In its remaining months, the Obama administration is accelerating one of its most ambitious efforts to narrow pay gaps by gender, race and ethnicity.

Set to take effect next year, a proposed rule from the U.S. Equal Employment Opportunity Commission would require all employers with 100 or more workers to submit pay data from W-2 forms along with their already mandated EEO-1 diversity reports.

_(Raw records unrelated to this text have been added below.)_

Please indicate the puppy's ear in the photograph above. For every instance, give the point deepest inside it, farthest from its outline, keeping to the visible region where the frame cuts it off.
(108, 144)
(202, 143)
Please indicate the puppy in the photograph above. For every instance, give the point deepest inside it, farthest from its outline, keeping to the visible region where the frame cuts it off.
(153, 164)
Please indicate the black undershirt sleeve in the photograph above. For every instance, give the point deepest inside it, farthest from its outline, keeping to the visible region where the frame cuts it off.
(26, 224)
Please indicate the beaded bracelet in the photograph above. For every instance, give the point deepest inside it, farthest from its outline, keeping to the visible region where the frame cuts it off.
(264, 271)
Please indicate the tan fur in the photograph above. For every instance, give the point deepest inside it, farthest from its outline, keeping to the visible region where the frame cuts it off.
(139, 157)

Observers say the reporting rule would vastly expand employer data-collection demands and allow EEOC and U.S. Labor Dept. to “target” firms for pay bias enforcement.

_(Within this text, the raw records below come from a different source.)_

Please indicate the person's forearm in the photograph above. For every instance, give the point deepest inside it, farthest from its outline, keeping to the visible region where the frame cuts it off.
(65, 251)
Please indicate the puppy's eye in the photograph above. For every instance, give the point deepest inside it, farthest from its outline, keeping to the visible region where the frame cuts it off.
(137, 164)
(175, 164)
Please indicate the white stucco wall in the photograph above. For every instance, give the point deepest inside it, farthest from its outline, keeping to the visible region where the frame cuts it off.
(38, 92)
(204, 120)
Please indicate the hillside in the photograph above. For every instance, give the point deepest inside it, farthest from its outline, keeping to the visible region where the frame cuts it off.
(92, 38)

Under the proposal—for which comments now are being sought until April 1, with an extension of several months also possible—data would be collected and reported for set EEOC job categories in compensation ranges, called “pay bands,” during a midyear period.

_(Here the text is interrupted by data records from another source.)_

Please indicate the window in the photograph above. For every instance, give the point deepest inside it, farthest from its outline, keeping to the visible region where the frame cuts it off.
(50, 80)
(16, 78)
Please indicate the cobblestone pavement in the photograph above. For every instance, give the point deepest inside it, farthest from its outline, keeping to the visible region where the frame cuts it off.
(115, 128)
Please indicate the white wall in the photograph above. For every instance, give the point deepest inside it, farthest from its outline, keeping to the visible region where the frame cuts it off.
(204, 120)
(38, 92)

Chair Jenny R. Yang called the new process “a significant step forward in addressing discriminatory pay practices,” which, the agency claims, employers could meet with “minimal” upgrades to existing employee management software.

Industry observers disagree.  "I believe the EEOC is vastly underestimating the burden that would be placed on payroll departments with this change," says Danny W. Jarrett, managing principal of Albuquerque, N.M., law firm Jackson Lewis P.C.. He says the new data crunch “would be particularly burdensome in construction,” which has existing pay-reporting rules under federal, state and local prevailing-wage laws.

EEOC also has not addressed new risks to employee privacy and data confidentiality, he notes.

“This is one of the government’s first efforts to use big data,” adds Jodi Taylor, an Atlanta-based employment attorney with industry clients.

She says the data could prompt pay-gap probes by federal agencies and added plaintiff litigation. “It could fuel class-actions or allow plaintiffs to have their homework done for them,” Taylor says.

John C. Fox, president of Fox, Wang & Morgan P.C and a former Labor Dept. federal contractor compliance official, said in an employment law article that “If approved, it will be expensive to employers to defend what will be tens of thousands of innocent and benign ‘pay disparities’ the EEOC statistical formulas will identify.”

He said a recently completed Labor Dept. analysis of 26 million employee pay files in the last six years "has now revealed that occupation selection accounts for the pay gap, and not differential pay to similarly situated employees."